How Health System Transformation Efforts are Improving Access to Care for Children and Youth
States are rapidly undertaking major reforms within their health care delivery systems. Though not often specifically targeting children and youth, these reforms offer opportunities to positively impact how this population accesses care. In a recent NASHP webinar several states described how their health system transformation efforts are doing so.
Massachusetts State Innovation Model Grant: Massachusetts Child Psychiatry Access Project
In 2013, Massachusetts used a portion of their State Innovation Model (SIM) testing grant, which focuses on payment reform, delivery system transformation, and cost and quality accountability to increase access to children’s behavioral health consultations.
Christina Fluet, the Director of Planning and Policy Development at the Massachusetts Department of Mental Health, shared how SIM grant dollars were used to support and expand the efforts of the Massachusetts Child Psychiatry Access Project (MCPAP). The Project is a statewide system of child psychiatry consultation teams designed to help pediatricians and family physicians meet the needs of children with behavioral health challenges by providing telephone consultations with physicians, face-to-face consultations, community resource and referral information, as well as training and education for providers.

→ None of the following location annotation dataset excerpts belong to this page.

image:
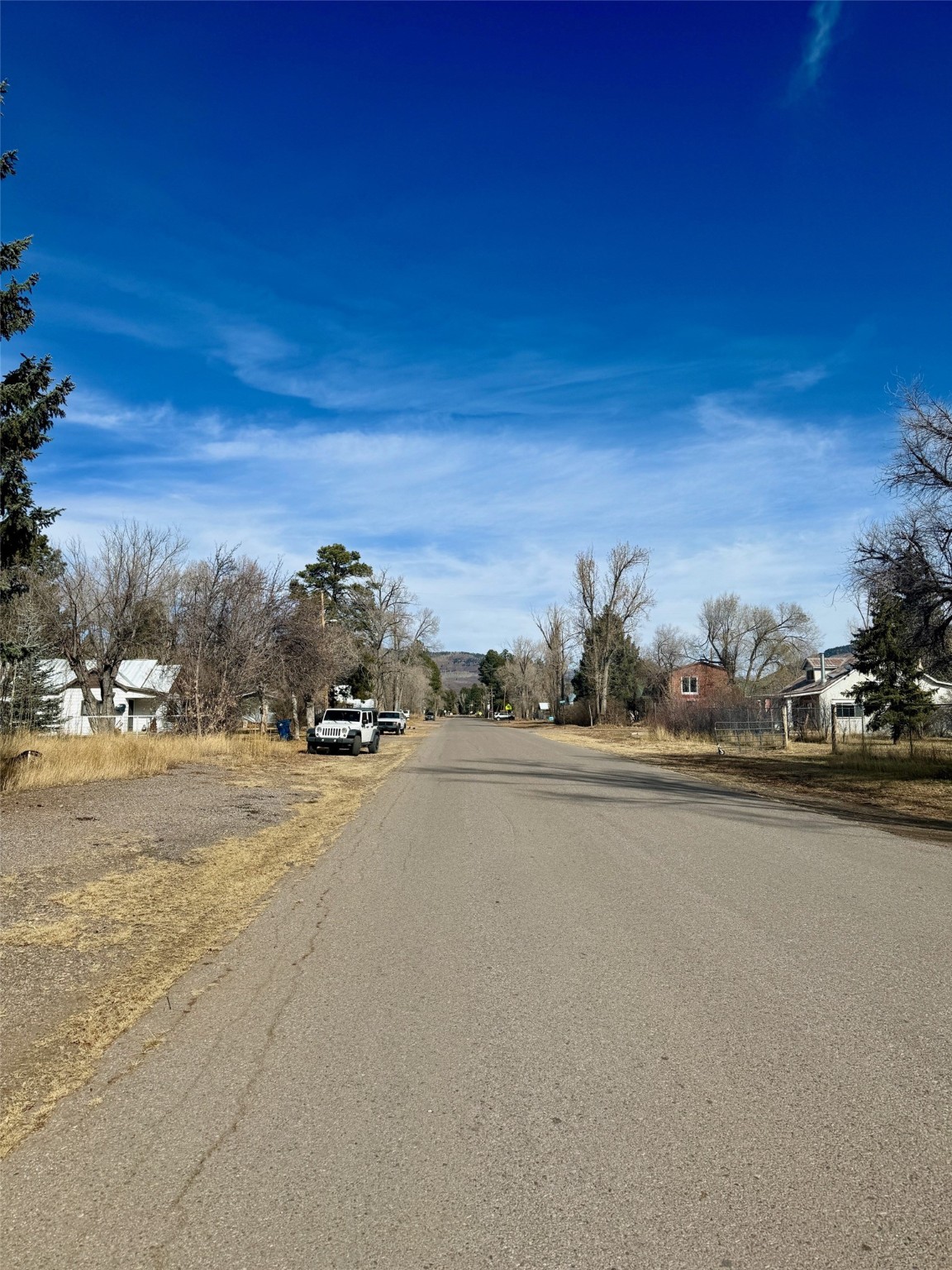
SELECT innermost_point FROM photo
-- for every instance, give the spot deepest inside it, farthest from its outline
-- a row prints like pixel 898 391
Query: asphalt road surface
pixel 537 1007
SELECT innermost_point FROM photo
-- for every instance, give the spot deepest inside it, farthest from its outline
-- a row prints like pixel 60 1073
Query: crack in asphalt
pixel 245 1096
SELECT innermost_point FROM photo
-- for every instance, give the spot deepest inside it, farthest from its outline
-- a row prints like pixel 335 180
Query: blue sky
pixel 471 287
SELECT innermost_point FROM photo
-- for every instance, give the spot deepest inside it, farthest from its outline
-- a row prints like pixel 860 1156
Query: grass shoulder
pixel 876 781
pixel 103 914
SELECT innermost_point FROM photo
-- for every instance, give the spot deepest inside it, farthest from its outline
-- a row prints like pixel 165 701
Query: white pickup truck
pixel 345 729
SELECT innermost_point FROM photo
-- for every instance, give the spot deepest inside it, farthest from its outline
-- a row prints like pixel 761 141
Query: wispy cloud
pixel 823 17
pixel 485 526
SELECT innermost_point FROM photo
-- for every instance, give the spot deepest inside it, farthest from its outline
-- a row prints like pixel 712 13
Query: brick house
pixel 697 681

This successful model has been adopted by 29 other states. The SIM grant funding allowed for Massachusetts to restore MCPAP services to full-time, increase utilization of services among primary care providers, develop sustainability strategies, increase needed services to address adolescent substance use and evaluate outcomes from grant activities. The Project is also exploring sustainability strategies for when SIM funding ends.
New York Health Home Program: Expanding Services to Children
As part of a larger, state-wide health system transformation effort, and through the authority granted under section 2703 of the Affordable Care Act, New York established a Health Home program which seeks to provide a comprehensive system of care coordination for Medicaid enrollees with chronic conditions. Health home providers integrate and coordinate all primary, acute, behavioral health, and long-term services and supports. Using this program, specific efforts are underway to improve access to these services specifically for children and youth.
Lana Earle, the Deputy Director in the Division of Program Development and Management at the New York State Department of Health, shared how the state is tailoring their existing adult health home model to serve the unique needs of children and youth. This tailoring process has included extensive collaboration with the Centers for Medicare and Medicaid Services and the Substance Abuse and Mental Health Services Administration, stakeholders, providers, and plans. In 2015, New York received approval for a Pediatric Health Home State Plan Amendment (SPA) from CMS with amendments to expand health home eligibility criteria and include child-specific conditions and definitions (complex trauma, serious emotional disturbance and a pediatric-specific BMI definition). The SPA also included an amendment for the use of the Child and Adolescent Needs and Strengths tool (CANS-NY), a uniform assessment tool, to be used in creating a care plan, measuring acuity, determining a per-member per-month rate structure for children, and home and community-based services eligibility for new array of services. For those interested in more information on New York’s pediatric health home model, they have posted a vast amount of information for the public on the website.
Ohio Accountable Care Organization: Partners for Kids
Partners for Kids is a private Accountable Care Organization (ACO) that is a partnership between Ohio’s Nationwide Children’s Hospital and more than a thousand physicians who coordinate care for over 300,000 Medicaid enrolled children in 34 counties in the state. Kelly Kelleher, the Director of the Center for Innovation in Pediatric Practice at Nationwide Children’s Hospital, explained how Partners for Kids is responsible for improving the quality of care and lowering costs for their enrollees by receiving capitated fees from Ohio’s five current Medicaid managed care plans and paying caregivers for the services provided.
As one of the country’s oldest and largest pediatric ACOs, Partners for Kids has learned important lessons in making this health system transformation effort successful. Kelly stressed the importance of state support for ACOs, access and sharing of data among providers and Medicaid, and the inclusion of health in different policy areas (transportation, housing, employment, etc.). Because of the ability to analyze data, Partners for Kids has been able to show cost savings and positive health outcomes for enrollees, something other states may be interested in as they implement or explore the use of pediatric ACOs.